De todos os episódios desta última temporada de “Succession”, nenhum possui momentos tão cínicos e hilários como “Igreja e Estado”. Da zoeira de Lukas Matsson (Alexander Skarsgard) com o tempo de existência real da democracia nos EUA passando pelo genial infográfico do jornal até os encontros das exs de Logan, somos brindados com uma sequência de tapas na hipocrisia daquela elite esnobe em todas as suas contradições e discursos contrários à prática, a qual tem a oportunidade de se despedir do homem responsável por forjar muito daquela realidade. No teatro armado para a despedida de Logan, os jogos pelo poder continuam rolando com a igreja virando um palco de negociações e traições, algo capaz de deixar Logan com orgulho. 

AS TRANSFORMAÇÕES RÁPIDAs

O picadeiro, entretanto, pode ser um fardo pesado demais para alguns. Que o diga Roman (Kieran Culkin): o canalha detonador do caos nos EUA (e consequentemente no mundo) começa o episódio na crista da onda após ajudar a eleger Mencken. Todo pimpão na cobertura do apartamento com uma vista arrebatadora de Nova York, o sujeito tem a consciência que um discurso arrasador no velório seria o suficiente para assumir a dianteira na sucessão da WayStar. A confiança, entretanto, não resiste ao fantasma do pai, figura que tanto o humilhou e, mesmo assim, nutria tanto amor. Roman desaba diante de todos, enrolado nas próprias anotações e com uma voz que lembra uma criança indefesa pedindo socorro aos irmãos mais velhos, deixando muito claro quem, no fundo, ele sempre foi. 

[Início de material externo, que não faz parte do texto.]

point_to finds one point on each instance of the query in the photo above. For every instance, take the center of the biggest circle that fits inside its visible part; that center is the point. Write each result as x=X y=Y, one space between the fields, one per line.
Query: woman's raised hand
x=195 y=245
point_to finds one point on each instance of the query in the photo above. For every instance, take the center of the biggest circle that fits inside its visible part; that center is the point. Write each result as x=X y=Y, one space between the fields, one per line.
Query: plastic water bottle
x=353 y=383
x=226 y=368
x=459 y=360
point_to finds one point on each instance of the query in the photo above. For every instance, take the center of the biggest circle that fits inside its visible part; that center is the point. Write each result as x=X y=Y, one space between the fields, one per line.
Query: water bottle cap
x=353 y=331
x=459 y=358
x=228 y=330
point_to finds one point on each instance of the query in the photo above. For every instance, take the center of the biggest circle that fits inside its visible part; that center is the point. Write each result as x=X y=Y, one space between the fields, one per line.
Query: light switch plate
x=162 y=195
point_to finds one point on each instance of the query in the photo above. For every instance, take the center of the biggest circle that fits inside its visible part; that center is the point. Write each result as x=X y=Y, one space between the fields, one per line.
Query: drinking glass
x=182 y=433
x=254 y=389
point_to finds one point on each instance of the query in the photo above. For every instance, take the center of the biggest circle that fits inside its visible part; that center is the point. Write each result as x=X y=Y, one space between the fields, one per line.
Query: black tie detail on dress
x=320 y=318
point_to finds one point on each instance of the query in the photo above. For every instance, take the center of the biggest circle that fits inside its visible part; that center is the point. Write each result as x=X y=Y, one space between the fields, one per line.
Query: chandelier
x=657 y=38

Cabe a Kendall e Shiv segurar o rojão: o primeiro faz um discurso potente ao aproveitar a deixa do tio Ewan (James Cromwell) para dosar entre o filho que sente a falta do pai e empresário durão que construiu com toda a sua ambição aquele país – para o bem ou para mal. Em tom hesitante, a personagem de Sarah Snook recorda a figura que recebia de presidentes a reis e, ao mesmo tempo, metia medo nos filhos com um grito que somente Logan era capaz de fazer. Diante daquela imponente plateia, a dianteira parece estar com o irmão. 

Mas, lembra da segunda característica marcante de “Succession”? A rapidez das transformações dos jogos de poder? Pois, Shiv consegue uma estratégia persuasiva para fazer o “nazista” Mencken ser mais simpático com a proposta do sueco branco Matsson. Isso tudo em um momento impagável de completo desespero dos irmãos para tentar extrair algum tipo de vantagem do futuro morador da Casa Branca. A dança que a câmera de Mylod faz ao redor do presidente eleito e da família Roy joga o público como testemunhas definitivas de figuras que tentam, mas, nunca serão iguais ao pai ao tratar o poder.  

Perto do fim, “Succession” marca em “Igreja e Estado” aquele que, talvez, seja o verdadeiro dilema da série: mais do que saber quem será o sucessor de Logan na WayStar, a verdadeira pergunta é saber se Connor, Kendall, Shiv e Roman serão capazes de seguir seus próprios caminhos de maneira realmente plena após tantos anos de abuso e subjugados a um tirano impiedoso e, como diz Ewan, um sujeito que “alimentou as chamas dos corações dos homens”. Ao que tudo indica, o quarteto sucumbirá.